Category	\(n \geq 30\)	\(n < 30\)
Normal Data	chi-squared	chi-squared
Non-Normal Data	further research required	bootstrap

Inference on Anything Else (Median, Skew, Discrimination Rate, etc.)

Category	\(n \geq 30\)	\(n < 30\)
Normal Data	bootstrap	bootstrap
Non-Normal Data	bootstrap	bootstrap

Some Notes

Bootstrapped p-values are about uncertainty over the specific sample of the population that you drew, while randomization inference p-values are about uncertainty over which units within your sample are assigned to the treatment.

Bootstrap resamples are the same size as the original because variance of the statistic depends on the size of the sample.
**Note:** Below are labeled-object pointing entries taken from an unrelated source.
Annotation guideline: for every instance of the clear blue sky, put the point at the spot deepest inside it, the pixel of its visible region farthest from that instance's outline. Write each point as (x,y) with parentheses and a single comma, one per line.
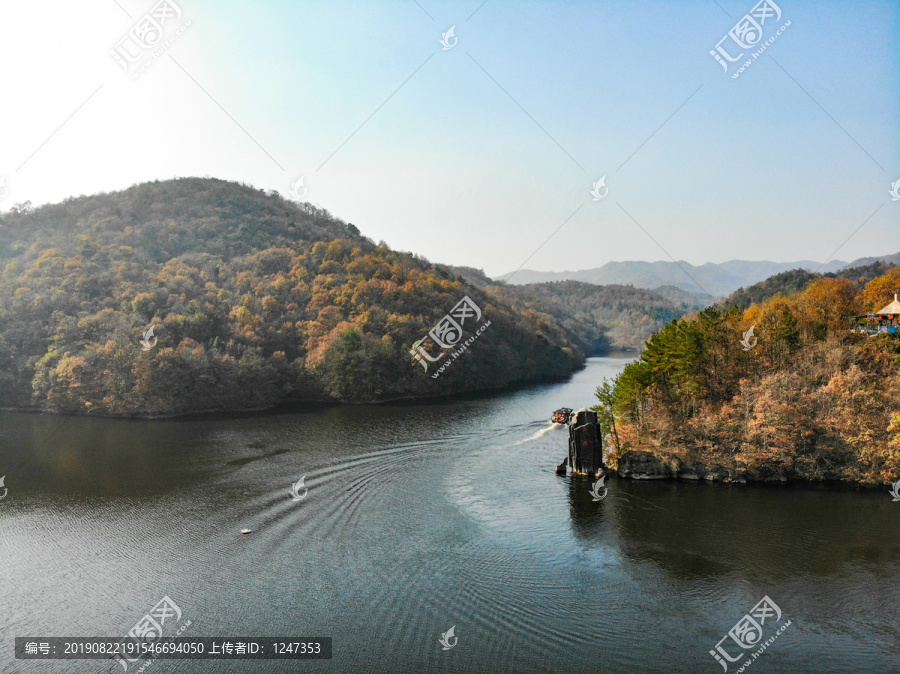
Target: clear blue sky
(490,146)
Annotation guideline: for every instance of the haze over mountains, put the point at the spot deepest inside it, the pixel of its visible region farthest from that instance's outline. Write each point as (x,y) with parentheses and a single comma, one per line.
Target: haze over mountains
(710,278)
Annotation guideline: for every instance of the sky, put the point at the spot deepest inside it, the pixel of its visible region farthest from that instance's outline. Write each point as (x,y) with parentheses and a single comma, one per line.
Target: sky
(481,150)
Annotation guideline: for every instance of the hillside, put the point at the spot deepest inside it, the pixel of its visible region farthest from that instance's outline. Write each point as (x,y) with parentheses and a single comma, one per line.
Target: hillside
(623,316)
(627,315)
(255,301)
(796,280)
(809,399)
(709,279)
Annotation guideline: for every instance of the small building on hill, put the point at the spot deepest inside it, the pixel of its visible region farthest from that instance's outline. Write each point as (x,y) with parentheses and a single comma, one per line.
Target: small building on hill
(884,320)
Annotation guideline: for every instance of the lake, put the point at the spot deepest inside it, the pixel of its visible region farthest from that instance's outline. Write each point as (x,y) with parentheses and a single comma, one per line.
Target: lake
(422,517)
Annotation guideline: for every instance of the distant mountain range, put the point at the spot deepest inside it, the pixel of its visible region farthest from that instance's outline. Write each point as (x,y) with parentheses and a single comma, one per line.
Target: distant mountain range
(710,279)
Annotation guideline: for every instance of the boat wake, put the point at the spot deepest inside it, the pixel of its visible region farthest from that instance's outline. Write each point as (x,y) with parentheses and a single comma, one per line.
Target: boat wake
(540,433)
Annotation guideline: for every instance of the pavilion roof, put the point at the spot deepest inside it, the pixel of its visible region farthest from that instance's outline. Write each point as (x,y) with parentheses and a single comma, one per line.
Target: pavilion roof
(892,308)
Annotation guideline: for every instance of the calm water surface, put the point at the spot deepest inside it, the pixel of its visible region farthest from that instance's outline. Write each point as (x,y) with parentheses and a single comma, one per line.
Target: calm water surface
(418,518)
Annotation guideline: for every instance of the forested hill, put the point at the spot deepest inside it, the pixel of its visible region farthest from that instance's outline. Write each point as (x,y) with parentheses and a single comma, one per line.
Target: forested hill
(255,299)
(796,280)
If we want to approximate this variation, we need to use resamples of the same size.

Randomization Inference is all about using nothing but the act of physical randomization to make inferences about causal effects.

Examples

Hypothesis Testing

Bootstrapping

Hypothesis Testing with Randomization

R Programming

Hypothesis Testing

Bootstrapping

Lecture 5: replace, sample, apply, and quantile.

Code

library(tidyverse)

Code

# 1000 bootstrap samples
set.seed(303)
data <- runif(n=50, min = 0, max = 10)
bootstrap_data <- replicate(n = 1000, expr = sample(data, size = length(data), replace = TRUE))
boostrap_mean <- apply(X = bootstrap_data, MARGIN = 2, FUN = mean)

ggplot() +
  geom_density(aes(x=boostrap_mean))

Code

# what about the CI?
quantile(boostrap_mean, c(0.025, 0.975))

    2.5%    97.5% 
4.221890 5.638946

Hypothesis Testing with Randomization

Proportion Example

Code

prop_treatment <- 45/69
prop_control <- 30/34
prop_difference <- prop_control - prop_treatment
prop_difference

[1] 0.230179

Code

# create_data function
create_data <- function(control_total, control_death,
                        treatment_total, treatment_death) {
    total_deaths <- control_death + treatment_death
    total_subjects <- control_total + treatment_total
    non_survivors <- rep(1, total_deaths)
    survivors <- rep(0, total_subjects - total_deaths)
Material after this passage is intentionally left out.